Kondisi tersebut membuat proses pembuktian menjadi tidak memungkinkan.
"Saya cabut karena tidak bisa membuktikan. Bukan karena kalah. Gugatan belum masuk pokok perkara," ujarnya.
Setelah kasus bergeser ke ranah pidana, Eggi menegaskan bahwa kewajiban pembuktian berada di tangan aparat penegak hukum.
Namun ia menyebut, jaksa hanya menerima fotokopi ijazah yang telah dilegalisasi, bukan dokumen aslinya.
"Kalau memang ada ijazah asli, kenapa tidak ditunjukkan saja, ini masalah fakta hukum, bukan soal merendahkan," bebernya.
Eggi juga menyampaikan kritik terhadap argumentasi pihak tertentu yang menggunakan Perkaba (Peraturan Kabareskrim) untuk membantah Perkap (Peraturan Kapolri) yang dia ajukan.

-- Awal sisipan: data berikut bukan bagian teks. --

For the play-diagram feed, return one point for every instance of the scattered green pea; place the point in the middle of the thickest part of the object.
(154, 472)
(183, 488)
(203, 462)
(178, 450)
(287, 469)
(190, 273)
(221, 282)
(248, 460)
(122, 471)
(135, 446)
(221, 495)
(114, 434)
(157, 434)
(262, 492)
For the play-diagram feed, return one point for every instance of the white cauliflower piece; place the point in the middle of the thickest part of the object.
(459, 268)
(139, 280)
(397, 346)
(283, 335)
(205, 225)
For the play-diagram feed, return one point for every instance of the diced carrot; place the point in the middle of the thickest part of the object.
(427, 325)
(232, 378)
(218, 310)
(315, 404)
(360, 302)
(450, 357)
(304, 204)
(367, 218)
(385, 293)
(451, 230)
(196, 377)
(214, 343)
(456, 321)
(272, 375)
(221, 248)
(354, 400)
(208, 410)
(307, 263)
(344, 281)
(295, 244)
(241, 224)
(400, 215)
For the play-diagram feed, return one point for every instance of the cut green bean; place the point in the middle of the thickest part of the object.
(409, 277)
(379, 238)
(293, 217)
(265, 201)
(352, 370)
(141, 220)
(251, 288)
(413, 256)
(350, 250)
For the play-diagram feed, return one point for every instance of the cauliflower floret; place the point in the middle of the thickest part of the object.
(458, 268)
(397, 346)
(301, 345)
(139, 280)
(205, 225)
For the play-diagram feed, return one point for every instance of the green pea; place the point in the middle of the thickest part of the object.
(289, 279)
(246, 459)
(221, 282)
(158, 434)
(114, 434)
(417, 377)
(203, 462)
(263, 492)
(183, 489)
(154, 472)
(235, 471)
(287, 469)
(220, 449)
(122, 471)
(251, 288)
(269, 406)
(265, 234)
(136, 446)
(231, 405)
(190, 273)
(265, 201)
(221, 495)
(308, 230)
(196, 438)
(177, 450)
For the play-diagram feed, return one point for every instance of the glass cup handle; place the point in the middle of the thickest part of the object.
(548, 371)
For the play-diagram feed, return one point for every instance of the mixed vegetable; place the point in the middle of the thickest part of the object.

"Perkaba itu di bawah Perkap. Masa membantah peraturan kapolri dengan aturan dari bawahannya, ini kan tidak logis," menurutnya.
Dalam gelar perkara, Eggi membawa putusan dari Pengadilan Negeri Surakarta dan Pengadilan Tinggi Jawa Tengah yang dinilainya mendukung klaimnya. Ia menyebut pasal 14-15 UU No. 1 Tahun 1946 yang menjerat kliennya sebelumnya, tidak digunakan dalam putusan banding sehingga hukuman dikurangi.
"Kalau pasal yang dituduhkan tidak dipakai, seharusnya klien saya bebas demi hukum,” tegasnya.